Advanced technologies and novel systems are being applied to manufacture bio-based chemicals, biofuels, etc. from renewable sources to scale up production and commercialization. These technologies are yielding high returns, delivering enhanced performance, and providing precision at lower prices.

Sustainable Supply Chain Management in Chemical Industry

Ensuring sustainability in supply chain is essential pre-requisite for the future viability of companies to meet economic criteria, ecological, and social criteria.
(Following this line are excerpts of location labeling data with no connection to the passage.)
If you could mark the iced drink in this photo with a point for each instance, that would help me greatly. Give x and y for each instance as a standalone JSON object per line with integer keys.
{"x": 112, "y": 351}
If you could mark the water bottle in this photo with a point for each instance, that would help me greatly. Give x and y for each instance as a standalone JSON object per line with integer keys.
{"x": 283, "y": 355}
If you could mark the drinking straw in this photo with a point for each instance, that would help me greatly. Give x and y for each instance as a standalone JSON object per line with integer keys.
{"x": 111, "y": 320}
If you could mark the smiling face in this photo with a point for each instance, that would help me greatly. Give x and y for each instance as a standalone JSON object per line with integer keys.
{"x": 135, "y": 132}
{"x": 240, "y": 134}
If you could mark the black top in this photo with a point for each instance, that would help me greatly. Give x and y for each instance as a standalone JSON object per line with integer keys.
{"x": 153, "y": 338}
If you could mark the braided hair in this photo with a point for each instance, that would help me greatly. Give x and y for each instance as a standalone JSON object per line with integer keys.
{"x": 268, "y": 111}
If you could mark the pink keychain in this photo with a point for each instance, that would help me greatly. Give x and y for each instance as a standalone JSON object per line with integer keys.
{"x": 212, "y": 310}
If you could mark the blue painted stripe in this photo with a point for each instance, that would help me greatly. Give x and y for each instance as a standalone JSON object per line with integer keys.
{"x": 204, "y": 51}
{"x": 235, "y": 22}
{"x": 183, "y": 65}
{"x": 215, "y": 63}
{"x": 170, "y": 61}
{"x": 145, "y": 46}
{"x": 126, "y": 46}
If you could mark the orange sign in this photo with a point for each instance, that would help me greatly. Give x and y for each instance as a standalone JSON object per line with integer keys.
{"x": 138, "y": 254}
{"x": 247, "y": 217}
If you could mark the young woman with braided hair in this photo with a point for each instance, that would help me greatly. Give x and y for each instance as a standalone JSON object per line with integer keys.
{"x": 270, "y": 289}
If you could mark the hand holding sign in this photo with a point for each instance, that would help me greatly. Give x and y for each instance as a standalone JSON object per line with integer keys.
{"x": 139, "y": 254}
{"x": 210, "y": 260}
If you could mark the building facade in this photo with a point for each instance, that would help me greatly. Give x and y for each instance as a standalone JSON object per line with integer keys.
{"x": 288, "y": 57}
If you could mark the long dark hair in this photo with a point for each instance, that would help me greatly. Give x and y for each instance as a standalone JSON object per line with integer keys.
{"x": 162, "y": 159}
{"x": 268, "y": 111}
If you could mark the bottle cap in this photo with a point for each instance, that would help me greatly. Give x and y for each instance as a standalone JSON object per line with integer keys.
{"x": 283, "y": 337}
Improving supply chain would require deep visibility and right insights, which would help in making quick and effective decisions. Leveraging real-time visibility and advanced analytics can help track delays by providing revised ETAs and analysing downstream impacts of late materials shipments. Enhanced accessibility to data-driven insights can alert companies of a delay almost immediately and provide the necessary information that can help to quickly pivot and source raw materials from another supplier. Hence, the adoption of digital tools and technologies would be highly beneficial for the chemical companies to strengthen their supply chain management and drive profitability.